Well then, you’re hiding in the corner of your basement, but what if your house falls on you?  After all, contractors make mistakes all the time, maybe your house isn’t really as stable as you think it is.  It might collapse at any moment, you have no means of being absolutely certain that it won’t.  In fact, that goes for all structures, all of them could suffer from a fatal flaw that could result in your head being crushed to a pulp.

Finally, you run out into the middle of an empty field, no cars, no dogs, no buildings, no rocks, just a huge expanse of nothing.  You’re safe, unless you want to worry about a stray meteor taking you out or an airplane dropping on your head, those things have been known to happen, after all, you can’t be sure they won’t.  However, your anxiety level is reasonably low because the number of things that have the potential to kill you outright is low.

Then you get struck by lightning.

This whole Schrodinger’s Rapist thing is really as ridiculous as all the above examples.  You cannot live in fear that someone is out to get you and lurking behind every corner.  That’s not the way a reasonable, rational person operates, that’s the way someone with paranoid personality disorder acts.  If that is really how you live your life, seek professional help and get on anti-psychotic medication.  You need it.

8 thoughts on “Schrodinger’s… well… Everything!

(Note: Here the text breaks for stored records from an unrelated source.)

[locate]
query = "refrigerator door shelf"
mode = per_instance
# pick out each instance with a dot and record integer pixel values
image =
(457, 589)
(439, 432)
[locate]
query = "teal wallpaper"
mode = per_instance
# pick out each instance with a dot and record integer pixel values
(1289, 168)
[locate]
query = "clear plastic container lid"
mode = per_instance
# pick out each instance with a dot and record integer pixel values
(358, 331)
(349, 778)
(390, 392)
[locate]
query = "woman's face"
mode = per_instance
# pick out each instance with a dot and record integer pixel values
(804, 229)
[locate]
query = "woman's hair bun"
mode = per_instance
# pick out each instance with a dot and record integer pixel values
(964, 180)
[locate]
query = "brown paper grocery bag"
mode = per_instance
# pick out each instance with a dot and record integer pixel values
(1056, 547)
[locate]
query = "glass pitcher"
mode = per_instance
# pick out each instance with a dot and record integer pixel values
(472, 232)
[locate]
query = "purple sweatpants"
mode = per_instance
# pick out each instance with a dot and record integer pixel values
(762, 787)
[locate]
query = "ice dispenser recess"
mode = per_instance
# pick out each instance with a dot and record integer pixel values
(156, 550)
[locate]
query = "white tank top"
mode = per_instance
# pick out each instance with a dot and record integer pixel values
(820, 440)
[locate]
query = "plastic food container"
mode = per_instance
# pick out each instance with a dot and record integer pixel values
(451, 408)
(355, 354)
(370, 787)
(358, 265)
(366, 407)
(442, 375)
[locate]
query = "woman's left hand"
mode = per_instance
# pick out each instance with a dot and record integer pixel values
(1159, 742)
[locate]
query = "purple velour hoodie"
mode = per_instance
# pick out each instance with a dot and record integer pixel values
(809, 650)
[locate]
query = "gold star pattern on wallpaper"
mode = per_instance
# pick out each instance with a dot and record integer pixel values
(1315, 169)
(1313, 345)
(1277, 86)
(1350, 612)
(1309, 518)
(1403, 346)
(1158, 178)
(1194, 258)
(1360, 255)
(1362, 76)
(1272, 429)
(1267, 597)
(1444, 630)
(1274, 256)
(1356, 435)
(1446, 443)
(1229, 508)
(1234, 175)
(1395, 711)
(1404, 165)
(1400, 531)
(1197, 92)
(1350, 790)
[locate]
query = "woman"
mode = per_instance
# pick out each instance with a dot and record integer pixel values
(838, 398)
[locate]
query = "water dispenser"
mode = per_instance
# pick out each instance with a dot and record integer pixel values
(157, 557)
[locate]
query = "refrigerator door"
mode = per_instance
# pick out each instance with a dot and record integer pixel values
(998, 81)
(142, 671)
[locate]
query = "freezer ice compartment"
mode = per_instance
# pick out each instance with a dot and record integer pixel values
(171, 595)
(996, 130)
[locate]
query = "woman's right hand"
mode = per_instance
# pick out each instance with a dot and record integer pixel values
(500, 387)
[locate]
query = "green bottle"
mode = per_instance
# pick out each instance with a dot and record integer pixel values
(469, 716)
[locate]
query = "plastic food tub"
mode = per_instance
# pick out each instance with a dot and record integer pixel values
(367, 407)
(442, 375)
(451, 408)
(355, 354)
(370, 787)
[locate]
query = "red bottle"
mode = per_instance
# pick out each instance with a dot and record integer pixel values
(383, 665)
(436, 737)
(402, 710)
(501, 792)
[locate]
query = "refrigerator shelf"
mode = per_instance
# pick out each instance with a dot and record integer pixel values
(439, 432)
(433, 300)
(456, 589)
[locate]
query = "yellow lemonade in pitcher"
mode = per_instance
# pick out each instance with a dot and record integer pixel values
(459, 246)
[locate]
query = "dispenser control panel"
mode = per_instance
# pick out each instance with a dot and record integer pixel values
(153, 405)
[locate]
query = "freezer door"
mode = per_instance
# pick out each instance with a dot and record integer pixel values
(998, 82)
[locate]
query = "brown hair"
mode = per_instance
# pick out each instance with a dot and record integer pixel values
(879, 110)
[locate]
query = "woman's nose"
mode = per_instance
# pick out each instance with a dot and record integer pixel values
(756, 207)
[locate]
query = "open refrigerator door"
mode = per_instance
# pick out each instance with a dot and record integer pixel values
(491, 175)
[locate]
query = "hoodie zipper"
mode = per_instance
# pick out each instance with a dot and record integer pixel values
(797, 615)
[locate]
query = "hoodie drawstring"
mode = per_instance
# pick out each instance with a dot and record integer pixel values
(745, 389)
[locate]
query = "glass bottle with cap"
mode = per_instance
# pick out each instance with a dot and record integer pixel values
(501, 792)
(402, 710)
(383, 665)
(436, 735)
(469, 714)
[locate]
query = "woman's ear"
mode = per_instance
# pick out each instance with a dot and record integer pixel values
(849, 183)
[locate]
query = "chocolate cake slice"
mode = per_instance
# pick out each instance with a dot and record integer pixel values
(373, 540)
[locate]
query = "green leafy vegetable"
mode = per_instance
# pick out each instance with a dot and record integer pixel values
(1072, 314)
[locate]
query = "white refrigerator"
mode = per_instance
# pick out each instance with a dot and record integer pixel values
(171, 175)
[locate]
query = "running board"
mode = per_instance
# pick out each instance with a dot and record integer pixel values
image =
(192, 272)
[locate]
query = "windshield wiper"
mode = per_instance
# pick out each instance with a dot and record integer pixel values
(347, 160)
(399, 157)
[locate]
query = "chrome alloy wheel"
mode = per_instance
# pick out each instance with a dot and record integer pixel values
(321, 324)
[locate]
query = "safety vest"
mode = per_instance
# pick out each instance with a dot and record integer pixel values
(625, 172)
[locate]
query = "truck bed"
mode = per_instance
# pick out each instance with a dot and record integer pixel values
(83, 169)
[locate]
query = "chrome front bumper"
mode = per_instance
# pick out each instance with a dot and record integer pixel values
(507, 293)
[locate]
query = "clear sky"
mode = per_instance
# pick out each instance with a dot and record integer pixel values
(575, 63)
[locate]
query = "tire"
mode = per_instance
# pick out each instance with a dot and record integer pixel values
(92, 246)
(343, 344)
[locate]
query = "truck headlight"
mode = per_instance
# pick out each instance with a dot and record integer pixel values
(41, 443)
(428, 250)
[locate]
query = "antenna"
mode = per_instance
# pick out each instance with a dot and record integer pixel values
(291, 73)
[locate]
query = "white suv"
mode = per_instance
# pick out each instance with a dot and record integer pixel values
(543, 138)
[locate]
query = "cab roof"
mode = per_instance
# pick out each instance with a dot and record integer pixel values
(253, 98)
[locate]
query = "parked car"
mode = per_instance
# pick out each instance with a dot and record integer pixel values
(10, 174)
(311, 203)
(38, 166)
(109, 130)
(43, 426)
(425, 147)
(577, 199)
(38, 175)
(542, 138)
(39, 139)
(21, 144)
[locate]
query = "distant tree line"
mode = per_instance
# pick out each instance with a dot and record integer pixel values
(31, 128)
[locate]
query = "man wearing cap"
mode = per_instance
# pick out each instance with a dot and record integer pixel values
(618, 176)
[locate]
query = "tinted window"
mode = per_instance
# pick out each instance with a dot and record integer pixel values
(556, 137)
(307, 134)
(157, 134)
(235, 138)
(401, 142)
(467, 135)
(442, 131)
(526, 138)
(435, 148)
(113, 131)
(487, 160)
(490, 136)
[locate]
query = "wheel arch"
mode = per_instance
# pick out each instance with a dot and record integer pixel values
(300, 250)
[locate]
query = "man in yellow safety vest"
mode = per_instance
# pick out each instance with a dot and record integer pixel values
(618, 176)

  1. From what I recall, the original intent behind “Schrodinger’s Rapist” was not to suggest that women live in constant fear of rape but to help men understand that women have to be concerned about things that may seem foreign to us. I think this can be a positive tool for raising awareness. It can also be taken to unrealistic extremes and used as a bludgeon of sorts.
    My recent post Red Mass

    1. That's just not how it's being used by the neo-feminists though. They are using it as a bludgeon to justify blatant misandry. They have defined their worldview around a "rape culture" and then blame everyone else for their fears. Normal people just don't live in the amount of fear they claim to live under, but most of that is a front to justify their hatred of men.

  2. I think a better rebuttal is Shrodinger's black criminal, or Shrodinger's Muslim terrorist. Both would be considered unacceptable prejudice by society. But prejudice against men is still widely acceptable.

  3. Holding that all men are potential rapists is as reasonable as holding that all women avow completely the SCUM manifesto and will kill or castrate a man at the first opportunity.

    1. Of course, it is ridiculous, but it's yet another plank in the radical feminist platform. They can't trust anyone, yet they demand that they ought to be able act however they like, engage in risky behavior, and scream bloody murder if anyone even gives them a sideways glance. This is why radical feminism is so laughably pathetic.